Consider the following snippet to test the upcoming C++17 feature decomposition declarations (formerly known as structured bindings)
#include <cassert>
#include <utility>
constexpr auto divmod(int n, int d)
{
return std::make_pair(n / d, n % d); // in g++7, also just std::pair{n/d, n%d}
}
int main()
{
constexpr auto [q, r] = divmod(10, 3);
static_assert(q == 3 && r ==1);
}
This fails on both g++7-SVN and clang-4.0-SVN with the message:
decomposition declaration cannot be declared 'constexpr'
Dropping the constexpr
definition and changing to a regular assert()
works on both compilers.
None of the WG21 papers on this feature mention the constexpr
keyword, neither in the positive nor the negative.

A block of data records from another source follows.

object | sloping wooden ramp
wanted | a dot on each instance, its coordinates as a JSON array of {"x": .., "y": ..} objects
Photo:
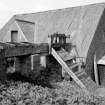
[{"x": 79, "y": 76}]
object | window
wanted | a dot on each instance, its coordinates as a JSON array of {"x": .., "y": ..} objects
[{"x": 14, "y": 36}]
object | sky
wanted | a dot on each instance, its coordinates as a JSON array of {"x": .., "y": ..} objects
[{"x": 8, "y": 8}]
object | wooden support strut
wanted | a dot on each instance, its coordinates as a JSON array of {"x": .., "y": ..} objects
[
  {"x": 67, "y": 69},
  {"x": 96, "y": 70}
]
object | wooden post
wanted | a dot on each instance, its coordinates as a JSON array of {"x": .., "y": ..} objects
[
  {"x": 96, "y": 70},
  {"x": 43, "y": 60}
]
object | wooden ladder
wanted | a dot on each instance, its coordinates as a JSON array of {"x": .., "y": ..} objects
[{"x": 80, "y": 76}]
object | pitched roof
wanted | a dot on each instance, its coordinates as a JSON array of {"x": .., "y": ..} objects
[
  {"x": 27, "y": 28},
  {"x": 80, "y": 22}
]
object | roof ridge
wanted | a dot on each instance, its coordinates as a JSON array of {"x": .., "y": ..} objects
[
  {"x": 24, "y": 21},
  {"x": 53, "y": 10}
]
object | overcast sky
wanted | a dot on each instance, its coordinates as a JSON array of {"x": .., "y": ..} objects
[{"x": 10, "y": 7}]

Question: why aren't decomposition declarations be allowed to be constexpr
? (apart from "because the Standard says so").
Question: why aren't decomposition declarations be allowed to be constexpr? (apart from "because the Standard says so").

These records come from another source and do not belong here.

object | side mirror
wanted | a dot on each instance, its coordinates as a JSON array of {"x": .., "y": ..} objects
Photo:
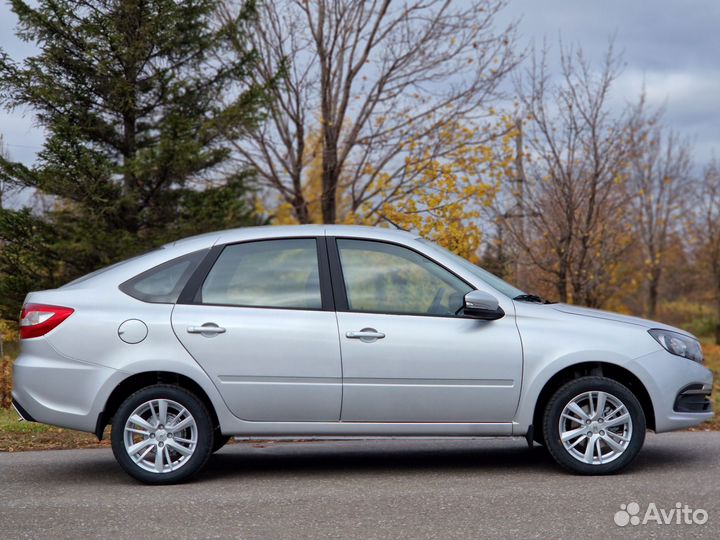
[{"x": 482, "y": 305}]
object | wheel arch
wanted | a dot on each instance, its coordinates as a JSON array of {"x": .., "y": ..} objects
[
  {"x": 137, "y": 381},
  {"x": 603, "y": 369}
]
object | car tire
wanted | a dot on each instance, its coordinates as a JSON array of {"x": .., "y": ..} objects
[
  {"x": 589, "y": 441},
  {"x": 160, "y": 453},
  {"x": 220, "y": 440}
]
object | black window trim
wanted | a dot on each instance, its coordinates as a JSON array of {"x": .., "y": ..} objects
[
  {"x": 127, "y": 285},
  {"x": 190, "y": 293},
  {"x": 340, "y": 293}
]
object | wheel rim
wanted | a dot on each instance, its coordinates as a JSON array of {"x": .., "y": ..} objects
[
  {"x": 160, "y": 436},
  {"x": 595, "y": 427}
]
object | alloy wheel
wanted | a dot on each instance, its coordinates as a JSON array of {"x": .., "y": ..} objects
[
  {"x": 160, "y": 436},
  {"x": 595, "y": 427}
]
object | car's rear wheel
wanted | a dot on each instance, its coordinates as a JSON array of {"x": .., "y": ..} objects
[
  {"x": 594, "y": 425},
  {"x": 162, "y": 434}
]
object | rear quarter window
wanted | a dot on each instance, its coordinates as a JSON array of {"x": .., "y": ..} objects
[{"x": 163, "y": 283}]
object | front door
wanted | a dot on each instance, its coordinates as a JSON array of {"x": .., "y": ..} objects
[
  {"x": 261, "y": 328},
  {"x": 409, "y": 355}
]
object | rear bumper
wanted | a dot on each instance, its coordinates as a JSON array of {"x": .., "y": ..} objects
[{"x": 57, "y": 390}]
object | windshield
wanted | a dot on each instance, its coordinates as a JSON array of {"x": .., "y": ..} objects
[{"x": 491, "y": 279}]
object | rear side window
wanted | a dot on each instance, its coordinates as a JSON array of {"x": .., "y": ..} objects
[
  {"x": 163, "y": 284},
  {"x": 272, "y": 274}
]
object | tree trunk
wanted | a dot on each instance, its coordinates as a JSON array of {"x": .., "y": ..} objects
[
  {"x": 717, "y": 325},
  {"x": 300, "y": 208},
  {"x": 330, "y": 175}
]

There is no other reason. The standard says in [dcl.dcl] p8:
The decl-specifier-seq shall contain only the type-specifier
auto
(7.1.7.4) and cv-qualifiers.
That means it can't be declared with constexpr
.
This was the subject of a National Body comment on the C++17 CD, see US-95 in P0488R0:
Comment: There is no obvious reason why decomposition declarations cannot be declared as static, thread_local, or constexpr.
Proposed change: Allow constexpr, static, and thread_local to the permitted set of decl-specifiers.

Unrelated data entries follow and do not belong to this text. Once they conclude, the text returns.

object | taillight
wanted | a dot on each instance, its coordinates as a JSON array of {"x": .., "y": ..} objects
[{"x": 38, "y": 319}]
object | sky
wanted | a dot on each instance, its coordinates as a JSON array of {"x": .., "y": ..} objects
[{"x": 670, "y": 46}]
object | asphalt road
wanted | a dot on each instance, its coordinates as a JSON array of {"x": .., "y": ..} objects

Comments GB 16 and GB 17 are also related.
These comment were rejected for C++17 after review by the Evolution Working Group at the Nov 2016 meeting. It was unclear what some storage classes would mean on a structured binding declaration, and exactly how to change the specification to allow constexpr
(simply allowing it in the grammar wouldn't say what it means). A paper exploring the design space was requested. It should be possible to change this in future without breaking any code, but there wasn't time to do it for C++17.